Lizz Winstead: No, not at all. I feel like everything's fine. We're doing great. It's fine. I mean, it's honestly, since I've got the house here, I have discovered something that I have not been exposed to in my history of being alive, and that is NextDoor.

Jill Riley: Oh, the app.

Lizz Winstead: Which is some scary... sometimes it feels like it might just be a racist Lost and Found, where people are like, there's always some questionable human in a neighborhood. And there's always, "And they have my thing." It's like, "That's a person who is collecting your garbage. They're supposed to be there, and they're picking up your can to empty it. So maybe don't sound the alarm on NextDoor." But it's always like, "Has anybody else seen a person who is walking around the neighborhood who I'm not sure is supposed to be in my neighborhood." I'm like, "Oh, man, this is some..."  "There's cats who are not ours who are out galavanting in the neighborhood and they're killing the rabbits."

Jill Riley: I dabbled in NextDoor and then I had to leave. I had to leave. 

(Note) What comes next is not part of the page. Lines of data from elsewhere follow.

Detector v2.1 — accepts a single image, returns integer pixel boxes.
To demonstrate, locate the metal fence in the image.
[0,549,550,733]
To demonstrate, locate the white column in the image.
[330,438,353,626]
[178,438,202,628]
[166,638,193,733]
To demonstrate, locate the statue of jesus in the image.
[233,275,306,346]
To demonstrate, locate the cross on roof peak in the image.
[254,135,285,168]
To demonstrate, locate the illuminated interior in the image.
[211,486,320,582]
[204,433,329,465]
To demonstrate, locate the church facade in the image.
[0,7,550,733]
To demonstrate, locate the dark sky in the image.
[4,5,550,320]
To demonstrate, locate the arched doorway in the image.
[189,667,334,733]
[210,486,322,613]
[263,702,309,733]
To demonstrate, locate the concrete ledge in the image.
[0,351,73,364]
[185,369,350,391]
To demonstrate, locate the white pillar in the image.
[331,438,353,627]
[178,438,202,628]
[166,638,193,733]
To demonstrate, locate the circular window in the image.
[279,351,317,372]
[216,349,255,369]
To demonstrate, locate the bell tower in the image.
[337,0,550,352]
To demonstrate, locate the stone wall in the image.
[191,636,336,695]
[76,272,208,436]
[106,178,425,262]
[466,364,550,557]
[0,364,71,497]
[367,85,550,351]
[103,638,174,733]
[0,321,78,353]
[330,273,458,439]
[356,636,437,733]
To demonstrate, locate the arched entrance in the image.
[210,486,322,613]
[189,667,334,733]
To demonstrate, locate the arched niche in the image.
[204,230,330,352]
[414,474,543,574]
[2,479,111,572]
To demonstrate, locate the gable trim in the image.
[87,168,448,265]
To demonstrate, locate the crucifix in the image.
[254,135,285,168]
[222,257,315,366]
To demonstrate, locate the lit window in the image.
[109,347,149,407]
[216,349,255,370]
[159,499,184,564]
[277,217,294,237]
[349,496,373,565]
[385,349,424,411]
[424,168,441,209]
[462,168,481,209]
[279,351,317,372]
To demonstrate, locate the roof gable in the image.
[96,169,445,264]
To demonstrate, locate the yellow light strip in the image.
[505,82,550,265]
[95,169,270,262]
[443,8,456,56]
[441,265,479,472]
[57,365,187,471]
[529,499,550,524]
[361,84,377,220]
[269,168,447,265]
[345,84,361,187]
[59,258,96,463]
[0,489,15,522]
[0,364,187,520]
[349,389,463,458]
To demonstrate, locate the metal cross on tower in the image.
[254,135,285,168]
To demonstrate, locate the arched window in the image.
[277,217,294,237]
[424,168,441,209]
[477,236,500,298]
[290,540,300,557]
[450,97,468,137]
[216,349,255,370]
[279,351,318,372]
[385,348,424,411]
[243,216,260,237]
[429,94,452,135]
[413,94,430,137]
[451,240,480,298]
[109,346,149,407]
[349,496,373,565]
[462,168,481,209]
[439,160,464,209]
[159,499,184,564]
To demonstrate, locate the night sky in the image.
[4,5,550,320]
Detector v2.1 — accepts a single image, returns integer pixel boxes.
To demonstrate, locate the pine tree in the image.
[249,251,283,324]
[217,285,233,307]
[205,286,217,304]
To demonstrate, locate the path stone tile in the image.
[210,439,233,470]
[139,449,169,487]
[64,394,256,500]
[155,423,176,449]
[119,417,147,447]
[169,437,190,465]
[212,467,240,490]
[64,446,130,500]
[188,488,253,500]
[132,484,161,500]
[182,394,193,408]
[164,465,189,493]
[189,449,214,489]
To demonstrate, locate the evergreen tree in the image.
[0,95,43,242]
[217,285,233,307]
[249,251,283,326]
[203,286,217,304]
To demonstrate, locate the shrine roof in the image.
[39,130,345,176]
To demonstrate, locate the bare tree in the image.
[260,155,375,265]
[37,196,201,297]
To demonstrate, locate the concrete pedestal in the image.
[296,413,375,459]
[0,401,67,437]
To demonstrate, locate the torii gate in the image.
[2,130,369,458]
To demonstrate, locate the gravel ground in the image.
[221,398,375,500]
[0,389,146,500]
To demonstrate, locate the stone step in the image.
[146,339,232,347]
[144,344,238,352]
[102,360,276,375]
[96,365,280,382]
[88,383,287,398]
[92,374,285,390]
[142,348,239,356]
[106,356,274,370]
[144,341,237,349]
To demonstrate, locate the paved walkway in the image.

Lizz Winstead: Get out. Get out. It is like some propaganda of like, wild neighborhood conspiracy theories that like, we get enough of that. Do we need to micro-conspiracy theorize? I don't.

Next Door
Next Door, a neighborhood-based social media app, is a mix of classifieds, crime notices, recommendations and local information.
MPR News

Jill Riley: I like to try to nail down what house. Like I think, "Oh, it's that lady over there that posted that."

Lizz Winstead: Oh, yeah, that lady over there, for sure. 

Jill Riley: And then I had to get out of there. Because it was starting to affect me a little bit.

Lizz Winstead: Yeah. And now that we've legalized weed, you're gonna have like people who are just like dreaming up some really wild conspiracy theories. And I'm kind of, then I'm going to return to NextDoor.

Jill Riley: That happened this year, too!

Lizz Winstead: Yeah.

Jill Riley: How could I forget?

Lizz Winstead: How could you forget? In fact, I'll come back on, because I just may or may not be having my own edibles line here in the state of Minnesota.

Janice Illingworth smokes the end of a giant novelty joint
Janice Illingworth smokes the end of a giant novelty joint during a celebration at First Avenue marking the legalization of recreational cannabis Tuesday, Aug. 1, 2023.
Nicole Neri for MPR News

Jill Riley: Well, you heard it right here. All right, more to come on that. More to come. Lizz Winstead, "2023andMe," that's the name of the show going on this weekend. Two shows. It's an annual event. It's a breakdown, a look back of what the heck happened in the year 2023. The Parkway Theater in Minneapolis, two nights, and you know what? We have the details at our gig list, at our concert calendar and event calendar at thecurrent.org. You can also go to the Parkway Theater website. Lizz, it's just great to see you.

Lizz Winstead: Always fun to be here and try to not break FCC rules. It's always a goal.

 Jill Riley: You did well.

Lizz Winstead: Thank you!

Jill Riley: You did well. This song, I feel like I play this song every year when you come by because the message of it, it just never gets old, that Mountain Goats song, "This Year." It just, for me, it does not get old.

Lizz Winstead: Never.

the Mountain Goats
The Mountain Goats - This Year (Jordan Lake Sessions)

Jill Riley: And it's about this time of year where I think at least I need it. So I hope it does a little something for you, too as you are listening — not the band U2. Bono's fine. He's going to make it through this year.

Lizz Winstead: He's doing great.

Jill Riley: Las Vegas. Big year for Bono. Lizz, take care. Thanks again for coming by.

A woman in a turtleneck smiles for a studio portrait
Lizz Winstead is one of the top political satirists working today.